What does the agreement really mean?

A Menzies icon of a handshakeAt the moment, the agreement gives roughly 15,000 UK Hermes couriers the option to choose contracts which provide some employment rights, such as guaranteed minimum wages and holiday pay, supposedly without losing their ‘self-employed’ status. This choice gives them essentially the opportunity to continue as ‘self-employed’ workers or change their status to ‘self-employed plus’, inclusive of some employment rights. However, when opting in, couriers give Hermes a degree of control, such as determining the order and route of deliveries.

How could it impact the tax position of workers?

Menzies icon of a calculatorIn order to determine employment status for tax purposes, HMRC offers a test known as CEST (Check Employment Status for Tax), of which one of the main elements is “control”. The additional control required by Hermes could endanger the couriers’ self-employed status and considerably increase National Insurance for both the worker and the company.
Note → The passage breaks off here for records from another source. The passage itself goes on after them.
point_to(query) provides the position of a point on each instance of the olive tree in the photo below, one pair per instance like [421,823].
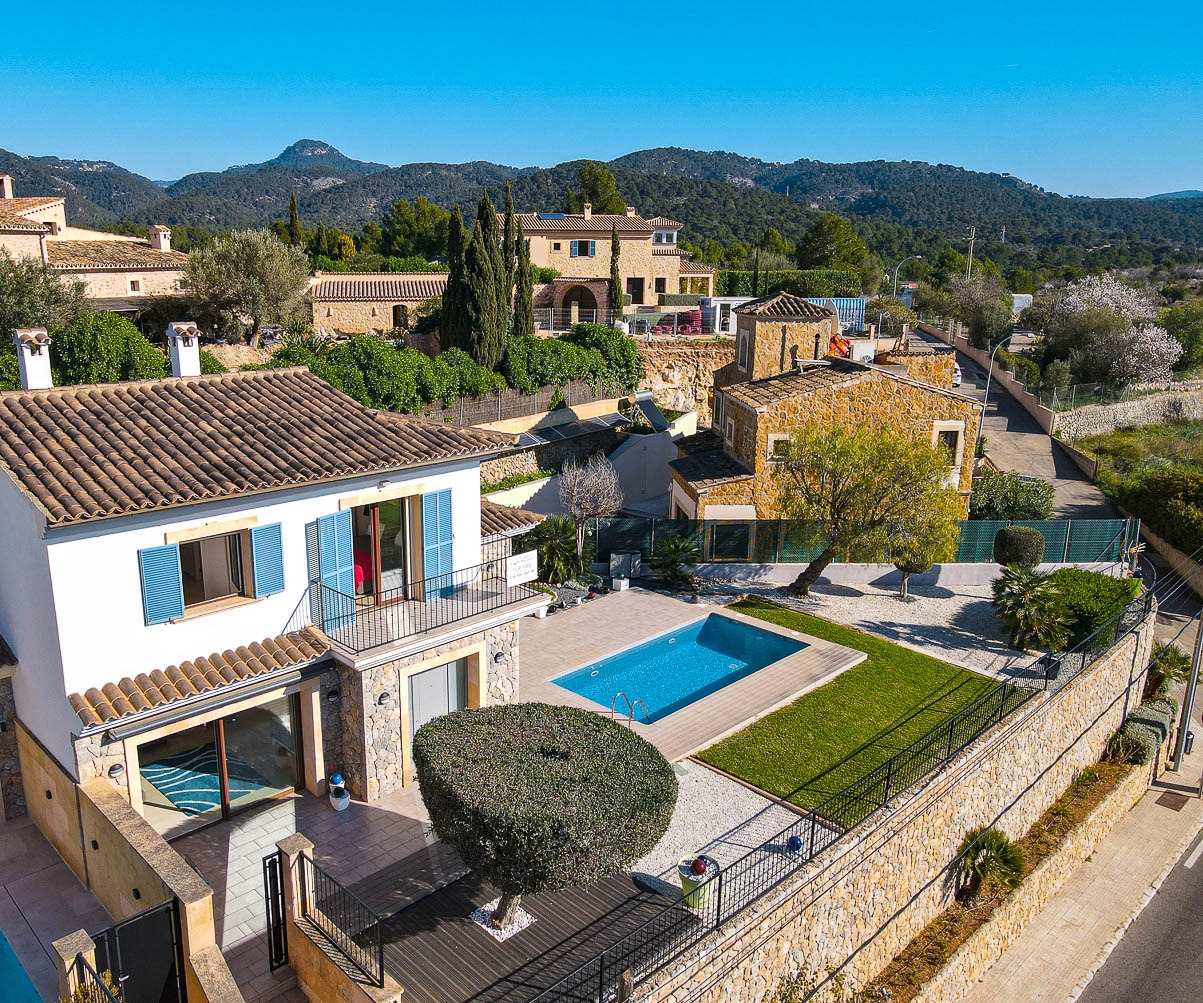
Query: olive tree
[537,797]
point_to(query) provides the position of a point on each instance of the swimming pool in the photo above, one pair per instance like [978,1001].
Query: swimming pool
[674,670]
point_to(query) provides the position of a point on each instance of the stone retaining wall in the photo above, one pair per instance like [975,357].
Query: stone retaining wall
[859,903]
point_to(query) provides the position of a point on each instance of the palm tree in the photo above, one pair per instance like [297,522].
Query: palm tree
[987,854]
[1030,604]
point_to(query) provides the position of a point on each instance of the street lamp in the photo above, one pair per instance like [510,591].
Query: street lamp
[985,397]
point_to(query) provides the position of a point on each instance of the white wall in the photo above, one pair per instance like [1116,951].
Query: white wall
[98,598]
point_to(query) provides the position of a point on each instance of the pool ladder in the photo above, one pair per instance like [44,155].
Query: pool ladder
[630,708]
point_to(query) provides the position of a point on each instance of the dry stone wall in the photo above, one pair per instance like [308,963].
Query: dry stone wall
[858,904]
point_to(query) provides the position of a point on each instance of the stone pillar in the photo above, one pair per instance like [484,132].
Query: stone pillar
[66,950]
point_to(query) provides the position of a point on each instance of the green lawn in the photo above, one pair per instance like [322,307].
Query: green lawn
[834,735]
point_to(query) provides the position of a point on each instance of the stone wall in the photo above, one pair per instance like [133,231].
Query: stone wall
[859,903]
[1154,409]
[681,375]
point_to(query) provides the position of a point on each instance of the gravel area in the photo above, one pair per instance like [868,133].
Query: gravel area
[715,815]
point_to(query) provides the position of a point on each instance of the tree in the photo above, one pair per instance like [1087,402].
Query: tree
[34,295]
[523,289]
[588,491]
[617,298]
[296,232]
[857,492]
[418,227]
[247,276]
[537,797]
[1030,604]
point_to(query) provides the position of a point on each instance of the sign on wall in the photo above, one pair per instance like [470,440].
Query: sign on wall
[521,568]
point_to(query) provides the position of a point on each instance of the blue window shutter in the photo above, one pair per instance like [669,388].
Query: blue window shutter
[267,559]
[163,587]
[437,545]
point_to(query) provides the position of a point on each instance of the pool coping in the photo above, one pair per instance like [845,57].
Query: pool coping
[718,714]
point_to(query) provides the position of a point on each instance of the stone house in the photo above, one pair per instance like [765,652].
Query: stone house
[119,273]
[782,378]
[237,586]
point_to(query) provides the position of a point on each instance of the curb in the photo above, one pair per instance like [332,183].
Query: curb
[1150,891]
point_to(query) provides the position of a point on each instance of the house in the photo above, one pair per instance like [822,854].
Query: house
[357,302]
[221,589]
[578,247]
[119,273]
[783,377]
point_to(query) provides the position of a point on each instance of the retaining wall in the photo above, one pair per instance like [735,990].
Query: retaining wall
[858,904]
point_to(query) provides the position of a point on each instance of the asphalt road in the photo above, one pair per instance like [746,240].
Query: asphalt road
[1161,956]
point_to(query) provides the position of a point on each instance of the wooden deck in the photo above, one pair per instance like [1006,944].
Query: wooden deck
[438,955]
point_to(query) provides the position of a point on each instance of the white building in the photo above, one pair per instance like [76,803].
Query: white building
[219,589]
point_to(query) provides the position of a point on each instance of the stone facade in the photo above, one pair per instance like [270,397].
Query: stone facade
[859,903]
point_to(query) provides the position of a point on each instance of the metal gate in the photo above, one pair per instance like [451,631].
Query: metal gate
[277,926]
[144,956]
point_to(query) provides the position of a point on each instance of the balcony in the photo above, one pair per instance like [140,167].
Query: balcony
[420,610]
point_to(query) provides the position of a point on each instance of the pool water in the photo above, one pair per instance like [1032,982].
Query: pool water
[674,670]
[15,984]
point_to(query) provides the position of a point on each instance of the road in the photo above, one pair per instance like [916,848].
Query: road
[1161,954]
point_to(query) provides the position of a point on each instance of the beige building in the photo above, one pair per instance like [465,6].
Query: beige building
[783,378]
[578,247]
[119,273]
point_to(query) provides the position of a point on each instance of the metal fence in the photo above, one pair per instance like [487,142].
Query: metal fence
[344,919]
[679,926]
[780,541]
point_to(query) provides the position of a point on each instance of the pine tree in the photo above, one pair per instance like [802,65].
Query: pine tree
[296,233]
[454,325]
[617,300]
[523,288]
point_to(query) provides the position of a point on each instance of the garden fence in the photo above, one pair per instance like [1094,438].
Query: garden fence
[778,541]
[681,925]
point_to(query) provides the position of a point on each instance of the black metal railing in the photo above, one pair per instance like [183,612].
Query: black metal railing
[681,925]
[363,622]
[90,986]
[344,919]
While there is little doubt that workers accepting the “self-employed plus” contract are more likely to be regarded as liable to PAYE, the implications of this agreement could be more significant than many might think. For example, the couriers who decline the offer of increased rights could still be negatively affected if the working practices between ‘self-employed’ and ‘self-employed plus’ workers are similar and HMRC determines that PAYE applies to all couriers.
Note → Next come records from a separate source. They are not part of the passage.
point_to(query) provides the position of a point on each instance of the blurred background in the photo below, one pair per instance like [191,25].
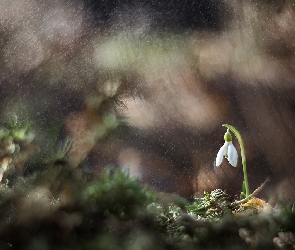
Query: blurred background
[148,84]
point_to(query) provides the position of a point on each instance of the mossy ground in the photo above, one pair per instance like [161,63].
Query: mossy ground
[114,211]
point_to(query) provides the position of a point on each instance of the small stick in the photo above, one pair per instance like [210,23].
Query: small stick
[257,190]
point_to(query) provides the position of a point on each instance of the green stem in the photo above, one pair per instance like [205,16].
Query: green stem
[240,140]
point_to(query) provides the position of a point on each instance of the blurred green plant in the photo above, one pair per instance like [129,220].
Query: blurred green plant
[116,193]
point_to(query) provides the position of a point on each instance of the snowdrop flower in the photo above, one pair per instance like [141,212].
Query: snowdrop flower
[228,150]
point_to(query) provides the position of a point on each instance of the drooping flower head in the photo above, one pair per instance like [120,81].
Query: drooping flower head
[228,150]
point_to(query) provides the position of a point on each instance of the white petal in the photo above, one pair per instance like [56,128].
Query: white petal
[232,155]
[221,153]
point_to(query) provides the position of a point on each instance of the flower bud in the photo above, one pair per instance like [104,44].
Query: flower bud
[227,136]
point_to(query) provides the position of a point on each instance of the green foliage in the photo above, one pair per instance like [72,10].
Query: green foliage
[212,206]
[116,193]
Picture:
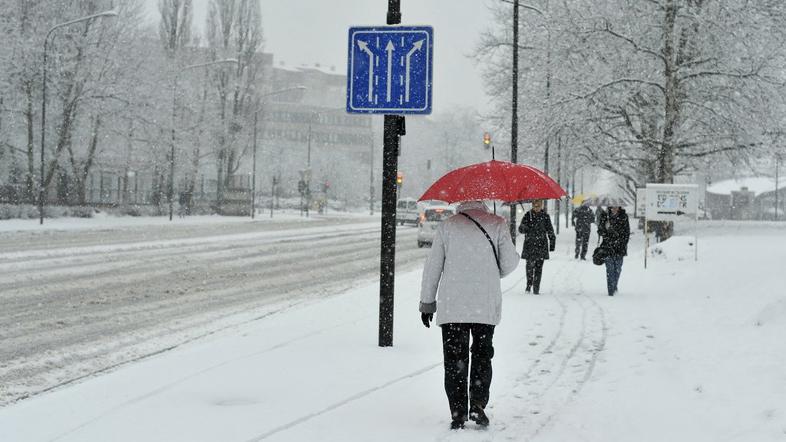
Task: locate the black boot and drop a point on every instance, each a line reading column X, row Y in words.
column 479, row 416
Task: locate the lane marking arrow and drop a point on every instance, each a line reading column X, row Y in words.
column 416, row 47
column 389, row 48
column 364, row 47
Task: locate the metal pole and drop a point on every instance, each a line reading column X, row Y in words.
column 41, row 193
column 777, row 163
column 308, row 165
column 371, row 180
column 43, row 135
column 393, row 129
column 514, row 123
column 171, row 189
column 254, row 171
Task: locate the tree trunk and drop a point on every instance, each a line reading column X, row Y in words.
column 30, row 186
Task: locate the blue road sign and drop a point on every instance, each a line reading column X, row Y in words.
column 389, row 70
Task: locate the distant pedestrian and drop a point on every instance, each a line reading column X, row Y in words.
column 615, row 231
column 582, row 221
column 539, row 240
column 182, row 207
column 471, row 252
column 598, row 212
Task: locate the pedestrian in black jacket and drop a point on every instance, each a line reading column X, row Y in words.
column 615, row 231
column 582, row 221
column 539, row 240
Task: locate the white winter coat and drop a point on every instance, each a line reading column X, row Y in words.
column 461, row 281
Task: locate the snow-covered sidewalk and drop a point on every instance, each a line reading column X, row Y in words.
column 688, row 351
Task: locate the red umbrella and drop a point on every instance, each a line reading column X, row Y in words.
column 494, row 180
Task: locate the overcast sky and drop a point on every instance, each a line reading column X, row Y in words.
column 315, row 31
What should you be considering?

With so much recent change and uncertainty, seeking for professional advice before taking any actions regarding these agreements is advisable. Key points to consider are:

  1. Does the contract clearly demonstrate a self-employed business to business arrangement?
  2. Does the reality of the relationship mirror the contract and clearly display self-employment characteristics?
  3. If the contract is changed, will the status of employment or self-employment also change?
  4. Does the provision of some employment rights and increase in control actually create an entitlement to additional rights other than those offered?